20 octobre 2010

Un soir un train

"Un train s'arrête puis, laconique, ce message tombe: "Incident de personne."
E. Pessan
On peut imaginer que pour une personne au moins, l'instant est critique. Tout fascine dans cette courte phrase: le souci de ne pas "heurter les sensibilités" par l'utilisation de termes neutres (incident versus accident, personne - terme générique entre tous, pouvant même aller jusqu'à nier une existence réelle si on retient sa signification finale "personne-rien"), sa brièveté, la capacité d'anticipation de ce qui peut se passer ensuite. On évoque aussitôt le film magistral "Un soir un train" de Delvaux et son train mystérieux stoppant la nuit en pleine campagne, ou le tout récent livre d'Eric Pessan. Un TGV freine inopinément, l'obscurité tombe progressivement, plongeant ses occupants dans un huis clos entre chien et loup que les langues vont délier, cousu de récits de vies d'autant plus intimes qu'une sourde angoisse empreint les usagers.
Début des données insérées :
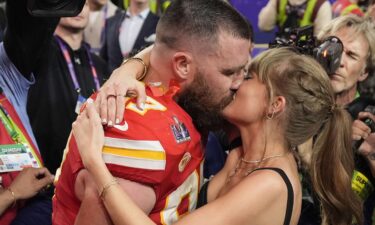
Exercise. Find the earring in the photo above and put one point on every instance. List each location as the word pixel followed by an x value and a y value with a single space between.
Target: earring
pixel 272 115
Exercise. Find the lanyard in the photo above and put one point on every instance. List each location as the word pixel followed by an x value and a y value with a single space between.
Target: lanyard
pixel 15 132
pixel 72 72
pixel 104 21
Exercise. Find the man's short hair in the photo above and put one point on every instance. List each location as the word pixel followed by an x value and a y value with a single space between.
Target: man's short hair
pixel 359 25
pixel 200 21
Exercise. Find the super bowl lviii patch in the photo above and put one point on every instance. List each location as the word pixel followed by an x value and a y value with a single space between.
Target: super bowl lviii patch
pixel 179 130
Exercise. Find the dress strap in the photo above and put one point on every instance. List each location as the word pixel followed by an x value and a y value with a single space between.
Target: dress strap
pixel 289 206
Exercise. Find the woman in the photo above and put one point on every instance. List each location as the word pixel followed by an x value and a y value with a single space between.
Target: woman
pixel 285 99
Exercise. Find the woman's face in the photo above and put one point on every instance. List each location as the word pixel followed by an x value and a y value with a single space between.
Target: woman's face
pixel 250 102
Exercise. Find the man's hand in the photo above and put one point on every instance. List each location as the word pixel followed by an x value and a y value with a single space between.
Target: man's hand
pixel 30 181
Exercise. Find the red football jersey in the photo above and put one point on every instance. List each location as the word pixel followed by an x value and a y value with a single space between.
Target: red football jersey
pixel 158 146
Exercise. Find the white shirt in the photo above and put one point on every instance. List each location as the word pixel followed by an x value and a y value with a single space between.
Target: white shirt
pixel 93 33
pixel 129 31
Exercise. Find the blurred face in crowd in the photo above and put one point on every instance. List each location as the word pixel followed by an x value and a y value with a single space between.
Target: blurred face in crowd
pixel 78 22
pixel 138 1
pixel 218 76
pixel 353 62
pixel 97 3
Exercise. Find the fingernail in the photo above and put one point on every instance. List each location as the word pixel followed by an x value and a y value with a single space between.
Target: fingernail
pixel 142 106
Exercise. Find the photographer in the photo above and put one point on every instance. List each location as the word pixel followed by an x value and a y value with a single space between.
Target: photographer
pixel 357 61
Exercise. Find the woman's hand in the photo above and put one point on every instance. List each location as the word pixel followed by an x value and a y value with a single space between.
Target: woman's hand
pixel 89 135
pixel 123 82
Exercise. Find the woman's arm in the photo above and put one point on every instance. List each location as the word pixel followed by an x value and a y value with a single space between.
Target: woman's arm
pixel 111 97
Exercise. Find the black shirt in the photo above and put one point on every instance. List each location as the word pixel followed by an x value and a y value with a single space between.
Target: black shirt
pixel 53 98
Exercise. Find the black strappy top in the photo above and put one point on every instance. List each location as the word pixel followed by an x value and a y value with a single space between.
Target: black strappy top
pixel 290 201
pixel 202 199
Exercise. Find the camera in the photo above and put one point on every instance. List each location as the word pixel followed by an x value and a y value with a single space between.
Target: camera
pixel 362 104
pixel 327 52
pixel 55 8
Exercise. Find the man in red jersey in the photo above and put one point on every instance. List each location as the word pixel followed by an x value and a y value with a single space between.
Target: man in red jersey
pixel 156 152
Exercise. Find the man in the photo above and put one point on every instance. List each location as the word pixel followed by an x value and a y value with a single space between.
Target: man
pixel 68 73
pixel 294 13
pixel 156 152
pixel 128 32
pixel 100 11
pixel 358 60
pixel 20 53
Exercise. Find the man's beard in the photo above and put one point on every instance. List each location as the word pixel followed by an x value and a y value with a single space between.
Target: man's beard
pixel 199 101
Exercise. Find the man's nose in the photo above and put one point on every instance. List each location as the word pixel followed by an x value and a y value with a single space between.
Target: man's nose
pixel 237 80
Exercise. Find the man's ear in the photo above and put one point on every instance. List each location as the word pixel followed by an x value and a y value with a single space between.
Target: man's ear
pixel 182 65
pixel 364 75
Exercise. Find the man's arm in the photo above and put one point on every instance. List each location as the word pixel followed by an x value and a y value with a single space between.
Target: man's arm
pixel 26 38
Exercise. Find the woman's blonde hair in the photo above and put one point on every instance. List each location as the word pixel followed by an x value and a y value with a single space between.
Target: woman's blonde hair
pixel 310 111
pixel 359 25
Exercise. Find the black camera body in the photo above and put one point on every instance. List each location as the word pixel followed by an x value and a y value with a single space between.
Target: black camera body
pixel 327 52
pixel 362 104
pixel 55 8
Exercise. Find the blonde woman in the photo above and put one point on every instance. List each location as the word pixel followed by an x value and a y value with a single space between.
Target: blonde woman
pixel 285 99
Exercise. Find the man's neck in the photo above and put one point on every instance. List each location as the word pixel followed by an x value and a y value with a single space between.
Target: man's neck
pixel 95 6
pixel 346 97
pixel 72 37
pixel 137 8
La frontière entre le drame individuel, sa traduction aseptisée pour la société qui y assiste (La chute d'Icare de Breughel peignant une seule main surnageant des flots alors que le laboureur poursuit sa tâche inlassablement ne dit rien d'autre) et la brèche que cet accident inattendu ouvre dans nos existences demeure un étonnant sujet de réflexion pour les artistes.